Helping business grow to grow itself
Despite a strategy that focuses more on the retail segment of loans, Wells Fargo & Co (or Wells Fargo) (WFC) remains competitive in commercial, or industrial lending, too. There is, however, a distinct strategy at play here. Most large banks have a higher percentage of commercial lending. But Wells Fargo has a high percentage of both retail and commercial lending.
In the year ended 2013, close to 46% of Well Fargo’s lending was in the commercial segment while the retail segment accounted for the majority of lending, or 54%. In its commercial lending portfolio, industrial loans accounted for nearly 25%. Meanwhile, commercial real estate accounted for 15%. Miscellaneous loans accounted for the remaining 6% of commercial loans.
Diversified lending to all sectors
The bank’s strategy is to not focus on any particular segment of industry. This helps it mitigate risk because the bank’s earnings and delinquencies are not dependent on any particular sector. Wells Fargo’s highest contributing industrial sectors are investors, cyclical retailers, oil & gas, and food & beverages, each accounting for nearly 2% of the bank’s overall loan portfolio.

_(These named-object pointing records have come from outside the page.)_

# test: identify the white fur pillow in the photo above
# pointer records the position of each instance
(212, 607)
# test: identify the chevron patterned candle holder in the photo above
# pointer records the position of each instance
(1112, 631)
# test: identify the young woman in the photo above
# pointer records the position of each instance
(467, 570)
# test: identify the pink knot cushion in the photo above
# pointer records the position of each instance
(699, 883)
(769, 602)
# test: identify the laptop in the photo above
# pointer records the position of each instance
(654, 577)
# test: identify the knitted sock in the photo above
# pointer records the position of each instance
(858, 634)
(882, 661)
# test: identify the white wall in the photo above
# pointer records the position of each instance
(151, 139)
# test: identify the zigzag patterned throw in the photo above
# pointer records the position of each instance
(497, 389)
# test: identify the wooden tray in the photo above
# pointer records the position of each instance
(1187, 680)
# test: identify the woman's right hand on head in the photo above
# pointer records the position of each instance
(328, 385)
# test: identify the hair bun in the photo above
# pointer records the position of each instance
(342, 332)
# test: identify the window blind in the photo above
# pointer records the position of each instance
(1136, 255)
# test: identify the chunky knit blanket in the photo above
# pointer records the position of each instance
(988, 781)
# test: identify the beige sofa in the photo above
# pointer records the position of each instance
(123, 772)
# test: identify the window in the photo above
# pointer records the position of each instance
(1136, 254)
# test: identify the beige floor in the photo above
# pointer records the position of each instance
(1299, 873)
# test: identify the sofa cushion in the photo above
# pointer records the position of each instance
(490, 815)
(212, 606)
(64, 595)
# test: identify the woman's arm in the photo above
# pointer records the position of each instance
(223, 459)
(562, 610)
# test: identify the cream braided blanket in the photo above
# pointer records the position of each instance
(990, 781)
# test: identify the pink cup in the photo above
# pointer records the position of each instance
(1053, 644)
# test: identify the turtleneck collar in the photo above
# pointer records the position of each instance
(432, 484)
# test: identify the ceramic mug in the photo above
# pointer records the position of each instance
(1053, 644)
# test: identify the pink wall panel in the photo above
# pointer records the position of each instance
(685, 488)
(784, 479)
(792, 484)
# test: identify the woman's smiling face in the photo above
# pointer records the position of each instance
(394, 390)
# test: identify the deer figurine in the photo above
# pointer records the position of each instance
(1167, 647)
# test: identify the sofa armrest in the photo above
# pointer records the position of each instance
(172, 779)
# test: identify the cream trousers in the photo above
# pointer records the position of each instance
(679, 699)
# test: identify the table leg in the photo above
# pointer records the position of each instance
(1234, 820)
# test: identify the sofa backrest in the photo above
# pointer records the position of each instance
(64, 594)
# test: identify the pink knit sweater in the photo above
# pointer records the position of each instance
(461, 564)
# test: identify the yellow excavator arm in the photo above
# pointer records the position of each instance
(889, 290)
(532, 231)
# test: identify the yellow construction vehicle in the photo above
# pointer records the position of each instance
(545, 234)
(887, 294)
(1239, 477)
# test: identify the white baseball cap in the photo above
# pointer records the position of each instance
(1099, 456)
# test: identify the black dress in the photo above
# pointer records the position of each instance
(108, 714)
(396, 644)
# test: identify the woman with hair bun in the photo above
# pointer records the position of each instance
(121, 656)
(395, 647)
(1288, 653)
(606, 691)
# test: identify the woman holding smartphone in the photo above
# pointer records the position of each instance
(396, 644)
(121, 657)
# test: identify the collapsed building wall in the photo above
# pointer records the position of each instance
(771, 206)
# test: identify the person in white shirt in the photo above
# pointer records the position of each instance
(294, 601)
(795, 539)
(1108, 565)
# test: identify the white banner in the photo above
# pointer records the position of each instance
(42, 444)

Commercial real estate is strong like mortgages
Just as in consumer real estate, Wells Fargo maintains a strong position in commercial real estate. The bank performs particularly well in the Californian commercial real estate loan market. This market accounts for nearly 4% of overall loans provided by Wells Fargo. Florida and Texas are other markets where the bank has a large commercial real estate portfolio.
Wells Fargo’s position in commercial real estate lending is quite similar to its peers, including Bank of America Corporation (BAC), JP Morgan Chase & Co (JPM), and Citibank, of Citigroup Inc (C). It is a much larger player, however, than the smaller banks included in the exchange-traded fund (or ETF), the Financial Select Sector SPDR (XLF).